Now make a vector of times (converting the pickup times from the taxi cab rides from strings into times).

mytimes <- strptime(thanksgivingdayDF$tpep_pickup_datetime, format="%Y-%m-%d  %H:%M:%S", tz="")

Finally, make a new data frame called finalDF from the data frame thanksgivingdayDF, using the subset function with the condition (mytimes > paradestart) & (mytimes < paradeend).

Your data frame finalDF should have 28704 rows.

Deliverables

Display the dimension of your data frame called finalDF, which should have 28704 rows.

Question 5 (2 pts)

If you examine the head of finalDF, you see that the latitude values are called pickup_latitude and pickup_longitude.

We want them to be called lat and long instead, so we can make a new data frame as follows:

testDF <- data.frame( finalDF$pickup_latitude, finalDF$pickup_longitude)
names(testDF) <- c("lat","long")

Finally, plot the latitude and longitude values from testDF using a smaller radius than you used in Question 1 and Question 3. We suggest radius=.1.

You will notice that taxi cabs were unable to pickup passengers on the route of the Thanksgiving Day parade because those roads were closed.

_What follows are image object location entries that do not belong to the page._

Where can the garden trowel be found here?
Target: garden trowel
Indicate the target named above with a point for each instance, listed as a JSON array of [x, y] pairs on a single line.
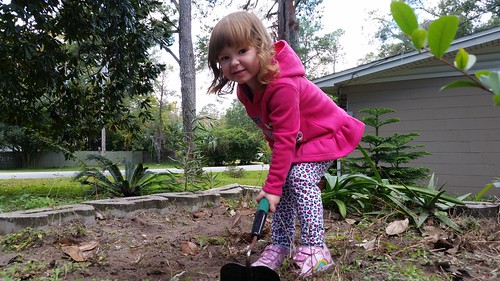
[[238, 272]]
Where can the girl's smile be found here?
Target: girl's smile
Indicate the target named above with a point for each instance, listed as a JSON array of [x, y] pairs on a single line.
[[240, 65]]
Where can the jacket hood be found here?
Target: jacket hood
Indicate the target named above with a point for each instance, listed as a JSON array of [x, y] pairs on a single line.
[[290, 64]]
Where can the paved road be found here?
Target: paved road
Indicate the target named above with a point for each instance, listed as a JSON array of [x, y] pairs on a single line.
[[57, 174]]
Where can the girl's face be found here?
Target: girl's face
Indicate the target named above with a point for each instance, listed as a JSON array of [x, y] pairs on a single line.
[[240, 65]]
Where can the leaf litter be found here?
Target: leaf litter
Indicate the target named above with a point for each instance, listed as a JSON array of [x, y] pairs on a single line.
[[182, 245]]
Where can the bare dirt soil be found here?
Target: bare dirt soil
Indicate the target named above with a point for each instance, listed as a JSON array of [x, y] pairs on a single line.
[[181, 245]]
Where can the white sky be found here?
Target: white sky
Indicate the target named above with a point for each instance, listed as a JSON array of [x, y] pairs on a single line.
[[352, 16]]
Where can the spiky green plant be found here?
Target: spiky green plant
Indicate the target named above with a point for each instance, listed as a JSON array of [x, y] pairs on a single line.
[[107, 178]]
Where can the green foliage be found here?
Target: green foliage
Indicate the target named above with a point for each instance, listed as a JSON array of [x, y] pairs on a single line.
[[237, 142], [65, 191], [235, 172], [73, 62], [137, 180], [191, 160], [361, 194], [439, 37], [390, 154], [486, 188]]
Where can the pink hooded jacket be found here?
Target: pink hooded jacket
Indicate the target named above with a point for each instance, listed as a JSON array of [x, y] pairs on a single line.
[[299, 121]]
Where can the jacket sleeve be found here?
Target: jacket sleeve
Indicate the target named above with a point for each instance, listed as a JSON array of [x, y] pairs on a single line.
[[284, 116]]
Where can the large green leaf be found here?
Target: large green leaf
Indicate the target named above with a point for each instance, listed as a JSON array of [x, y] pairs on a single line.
[[404, 17], [441, 33], [419, 38], [495, 82], [463, 60], [342, 207]]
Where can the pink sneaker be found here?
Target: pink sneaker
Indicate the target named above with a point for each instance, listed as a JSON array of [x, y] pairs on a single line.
[[272, 256], [312, 259]]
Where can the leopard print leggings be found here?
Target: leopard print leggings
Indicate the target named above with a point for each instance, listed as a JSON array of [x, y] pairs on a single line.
[[301, 197]]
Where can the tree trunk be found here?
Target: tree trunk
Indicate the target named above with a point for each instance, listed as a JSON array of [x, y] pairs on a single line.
[[187, 73], [287, 23]]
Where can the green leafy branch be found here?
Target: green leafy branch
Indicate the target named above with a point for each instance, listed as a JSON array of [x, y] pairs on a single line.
[[437, 39]]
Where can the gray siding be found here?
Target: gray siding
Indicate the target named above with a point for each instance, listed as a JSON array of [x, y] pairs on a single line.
[[460, 128]]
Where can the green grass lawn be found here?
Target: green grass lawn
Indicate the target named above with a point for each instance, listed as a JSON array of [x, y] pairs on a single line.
[[23, 194]]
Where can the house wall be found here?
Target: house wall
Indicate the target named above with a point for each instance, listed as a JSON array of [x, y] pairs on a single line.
[[459, 127]]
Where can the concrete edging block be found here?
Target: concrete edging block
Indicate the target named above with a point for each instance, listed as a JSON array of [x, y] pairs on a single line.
[[43, 217]]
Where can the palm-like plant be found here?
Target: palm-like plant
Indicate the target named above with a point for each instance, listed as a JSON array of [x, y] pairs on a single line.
[[107, 178]]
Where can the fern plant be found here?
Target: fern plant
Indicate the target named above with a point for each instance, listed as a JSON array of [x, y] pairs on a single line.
[[391, 153], [107, 178]]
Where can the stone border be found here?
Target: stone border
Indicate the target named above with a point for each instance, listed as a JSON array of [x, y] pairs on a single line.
[[87, 212]]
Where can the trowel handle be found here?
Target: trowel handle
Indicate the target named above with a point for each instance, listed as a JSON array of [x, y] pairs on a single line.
[[260, 217]]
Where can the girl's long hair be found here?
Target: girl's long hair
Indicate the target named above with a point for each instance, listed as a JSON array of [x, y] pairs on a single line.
[[241, 30]]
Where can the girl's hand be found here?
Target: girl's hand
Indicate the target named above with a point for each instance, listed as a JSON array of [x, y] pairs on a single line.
[[273, 200]]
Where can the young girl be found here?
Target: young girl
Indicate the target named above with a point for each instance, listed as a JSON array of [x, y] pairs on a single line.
[[305, 129]]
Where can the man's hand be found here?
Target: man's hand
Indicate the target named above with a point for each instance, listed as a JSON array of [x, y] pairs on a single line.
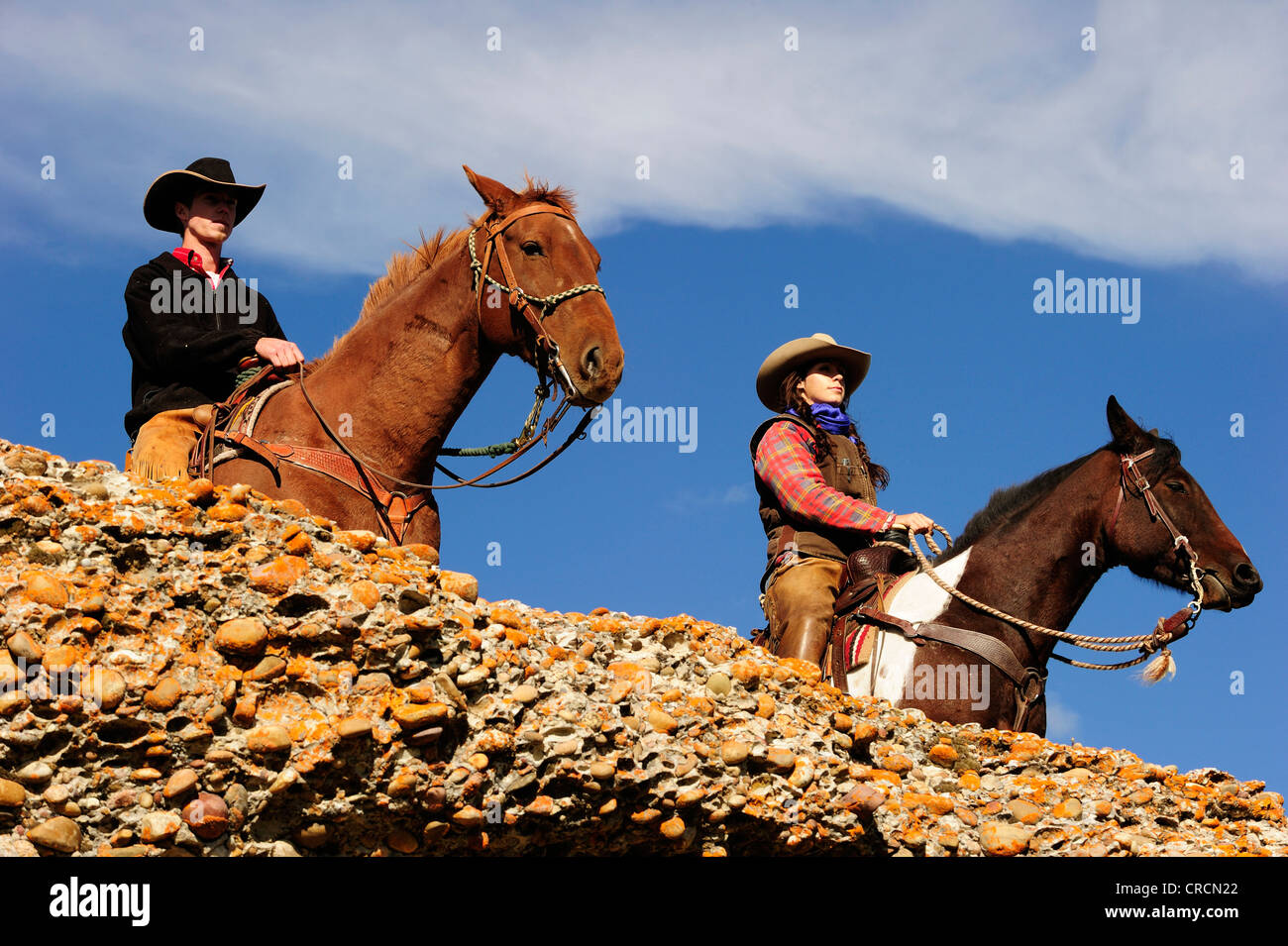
[[278, 352], [913, 523]]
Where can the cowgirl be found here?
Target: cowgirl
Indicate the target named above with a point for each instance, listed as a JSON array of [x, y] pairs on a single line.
[[816, 488]]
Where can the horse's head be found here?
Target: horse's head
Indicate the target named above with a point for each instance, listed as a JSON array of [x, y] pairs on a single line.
[[552, 263], [1141, 537]]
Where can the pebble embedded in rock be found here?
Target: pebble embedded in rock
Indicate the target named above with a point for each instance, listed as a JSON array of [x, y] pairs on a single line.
[[163, 695], [733, 753], [241, 636], [179, 783], [268, 739], [206, 815], [35, 774], [1001, 839], [719, 683], [21, 646], [12, 794], [159, 826], [59, 834]]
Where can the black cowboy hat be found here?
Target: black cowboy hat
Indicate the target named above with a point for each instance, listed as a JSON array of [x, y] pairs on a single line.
[[159, 203]]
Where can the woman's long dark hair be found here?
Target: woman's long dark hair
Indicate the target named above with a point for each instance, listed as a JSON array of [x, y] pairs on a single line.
[[822, 447]]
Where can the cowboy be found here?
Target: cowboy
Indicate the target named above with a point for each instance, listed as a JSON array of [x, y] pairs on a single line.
[[816, 488], [192, 325]]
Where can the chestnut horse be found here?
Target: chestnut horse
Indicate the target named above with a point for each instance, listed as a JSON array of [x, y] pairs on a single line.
[[1034, 553], [426, 339]]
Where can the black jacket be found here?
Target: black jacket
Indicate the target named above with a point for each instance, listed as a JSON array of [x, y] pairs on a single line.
[[185, 339]]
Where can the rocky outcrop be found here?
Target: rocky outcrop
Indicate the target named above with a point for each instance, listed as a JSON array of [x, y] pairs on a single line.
[[202, 671]]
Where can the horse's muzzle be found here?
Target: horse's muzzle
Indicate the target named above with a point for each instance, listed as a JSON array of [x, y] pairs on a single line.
[[1243, 585]]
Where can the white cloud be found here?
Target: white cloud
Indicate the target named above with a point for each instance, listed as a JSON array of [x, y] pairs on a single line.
[[688, 501], [1063, 721], [1122, 152]]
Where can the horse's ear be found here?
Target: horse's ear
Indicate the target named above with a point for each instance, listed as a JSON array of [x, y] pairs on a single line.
[[494, 194], [1128, 437]]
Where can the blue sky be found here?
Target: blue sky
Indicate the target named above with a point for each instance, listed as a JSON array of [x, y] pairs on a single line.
[[767, 167]]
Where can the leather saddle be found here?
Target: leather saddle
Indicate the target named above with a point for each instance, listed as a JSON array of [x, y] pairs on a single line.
[[867, 579]]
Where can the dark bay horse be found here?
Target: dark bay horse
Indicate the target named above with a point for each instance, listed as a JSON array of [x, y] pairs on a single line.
[[1034, 553], [426, 339]]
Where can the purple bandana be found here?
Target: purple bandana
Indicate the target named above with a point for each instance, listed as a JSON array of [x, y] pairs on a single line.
[[829, 417]]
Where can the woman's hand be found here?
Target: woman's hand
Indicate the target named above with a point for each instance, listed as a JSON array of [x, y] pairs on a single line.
[[279, 352], [914, 523]]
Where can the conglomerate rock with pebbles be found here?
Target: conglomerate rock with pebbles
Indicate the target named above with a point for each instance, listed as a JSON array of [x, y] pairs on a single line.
[[201, 671]]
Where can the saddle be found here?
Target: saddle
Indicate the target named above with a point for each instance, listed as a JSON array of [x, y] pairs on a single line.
[[232, 424], [868, 580]]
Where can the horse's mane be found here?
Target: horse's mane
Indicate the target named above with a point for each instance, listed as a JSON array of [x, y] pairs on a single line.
[[1009, 503], [404, 267]]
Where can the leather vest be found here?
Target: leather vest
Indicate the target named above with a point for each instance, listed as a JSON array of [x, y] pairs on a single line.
[[842, 470]]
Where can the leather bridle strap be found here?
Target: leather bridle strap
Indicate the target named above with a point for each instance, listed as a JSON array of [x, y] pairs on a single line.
[[494, 321], [1131, 473]]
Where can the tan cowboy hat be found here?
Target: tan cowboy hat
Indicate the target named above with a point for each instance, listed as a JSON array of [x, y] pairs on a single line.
[[159, 202], [803, 352]]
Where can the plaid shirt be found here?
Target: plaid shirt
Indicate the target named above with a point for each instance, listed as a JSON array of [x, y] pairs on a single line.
[[785, 463]]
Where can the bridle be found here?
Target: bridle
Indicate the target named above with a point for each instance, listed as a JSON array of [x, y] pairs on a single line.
[[1131, 476], [496, 321], [394, 508], [1030, 681]]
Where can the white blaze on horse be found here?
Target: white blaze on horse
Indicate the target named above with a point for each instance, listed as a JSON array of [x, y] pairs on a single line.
[[1026, 556]]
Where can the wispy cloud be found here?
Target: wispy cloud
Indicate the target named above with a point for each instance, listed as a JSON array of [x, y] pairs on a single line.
[[1122, 152], [688, 501], [1063, 721]]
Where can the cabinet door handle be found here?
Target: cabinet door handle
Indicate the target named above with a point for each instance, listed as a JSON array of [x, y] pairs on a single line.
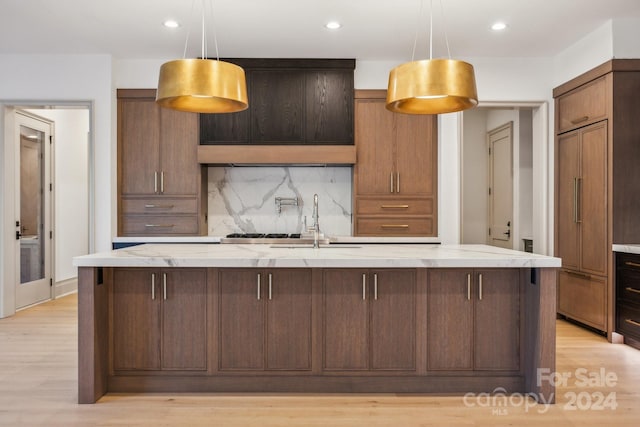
[[633, 322], [375, 286], [155, 181], [150, 206], [395, 206], [364, 287], [164, 286], [579, 120]]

Please zoom into the map and verify this, comparing your map to the parade route map:

Deliverables

Show the map with the data from Thanksgiving morning on November 26, 2015, at the time of the parade.

Because of the maps in this project, when you upload your work to Gradescope, it will say: "Large file hidden. You can download it using the button above." That is what the graders will do, namely, they will download it when they are grading it. This warning is expected because your maps are large, and that is totally OK.

Submitting your Work

This project gives you familiarity with mapping in R.

Items to submit
  • firstname_lastname_project13.ipynb

You must double check your .ipynb after submitting it in gradescope. A very common mistake is to assume that your .ipynb file has been rendered properly and contains your code, comments (in markdown or with hashtags), and code output, even though it may not. Please take the time to double check your work. See the instructions on how to double check your submission.

You will not receive full credit if your .ipynb file submitted in Gradescope does not show all of the information you expect it to, including the output for each question result (i.e., the results of running your code), and also comments about your work on each question. Please ask a TA if you need help with this. Please do not wait until Friday afternoon or evening to complete and submit your work.